É um mecanismo de defesa. O lobo está longe, o bicho-papão está longe, não vai nos alcançar. O mecanismo sempre é projetar um mal, uma calamidade, no anonimato do universo. Universalizar o mal, são conceitos, notícias que chegam, e quando chegam te agarram.
Pecamos de arrogantes, de soberbos… de pensar que eu vou me salvar?
Sempre existe essa presunção de que comigo não vai acontecer. Eu sou um ‘preferido’ da sociedade, dos deuses, da cultura, isso não é para mim… Isso, e a violência. A violência não vai nos ajudar nunca.
Os políticos à altura
Estão os líderes políticos à altura da crise?
Sim, na medida em que todos podemos estar. Homens e mulheres comprometidos, que levaram as coisas a sério. Em alguns lugares imediatamente. A responsabilidade política em geral, salvo alguma exceção, que é pública, foi boa (defendeu o Papa, que não quer dar os nomes que todos temos na mente).
Parte da sociedade não opina assim…
Pode ser… porém nós que nos queixamos por não ter sido notificados a tempo, tampouco pensávamos que não nos aconteceria. Todos pecamos de alguma maneira por ‘subestimar’ o problema.
Homenagem aos agentes sanitaristas
O que diria aos médicos, agentes sanitaristas, enfermeiras e pesquisadores…?
Admiro-os, me ensinam como se comprometer e agradeço a eles pelo testemunho.

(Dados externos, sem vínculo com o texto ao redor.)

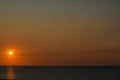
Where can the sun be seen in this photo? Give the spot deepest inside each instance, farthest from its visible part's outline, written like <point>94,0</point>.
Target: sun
<point>10,53</point>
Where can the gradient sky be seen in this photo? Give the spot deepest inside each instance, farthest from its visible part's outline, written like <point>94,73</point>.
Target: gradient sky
<point>60,32</point>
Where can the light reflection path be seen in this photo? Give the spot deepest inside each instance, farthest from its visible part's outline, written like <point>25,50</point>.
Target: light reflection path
<point>10,74</point>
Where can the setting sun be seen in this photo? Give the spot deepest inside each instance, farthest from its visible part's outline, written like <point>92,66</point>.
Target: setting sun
<point>10,53</point>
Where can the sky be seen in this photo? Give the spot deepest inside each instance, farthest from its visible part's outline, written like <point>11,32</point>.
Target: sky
<point>60,32</point>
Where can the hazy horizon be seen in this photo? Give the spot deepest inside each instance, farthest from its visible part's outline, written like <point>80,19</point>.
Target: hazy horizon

Médicos, enfermeiros, voluntários… que precisam dormir nas macas porque já não há camas no hospital e não podem ir para casa, essa é a vida que estão levando. Eu gosto de usar uma palavra, que me faz bem, os santos da porta ao lado.
Muito não são crentes, outros são agnósticos ou levam uma vida de fé a sua maneira, porém no testemunho… se vê a capacidade de se ‘doar’ pelo outro, ainda que entre eles venham a ter mortos.
Também a Polícia, são os que estão mantendo o funcionamento social para que não falte o essencial, e o fazem com uma altura muito grande.
Se pode ter crise de fé?
“Evidente. Ninguém está isento das tentações existenciais”, explica o Papa, que acrescenta que em sua vida, teve dúvidas e crises de fé, ainda que não agora. “Ninguém se salva do caminho comum do povo, que é o melhor caminho, o mais seguro, o concreto, e isso faz bem a nós todos”.
Esta pandemia é uma “vingança da natureza”?
“Há um ditado, que conheceis. Deus perdoa sempre. Nós perdoamos de vez em quando. A natureza não perdoa nunca. Os incêndios, os terremotos… a natureza está nos dando patadas para que nos responsabilizemos pelo cuidado da natureza”, concluiu Francisco.
Reportagem de Jesús Bastante, publicada por Religión Digital (22 de março de 2020) com a tradução de Wagner Fernandes de Azevedo.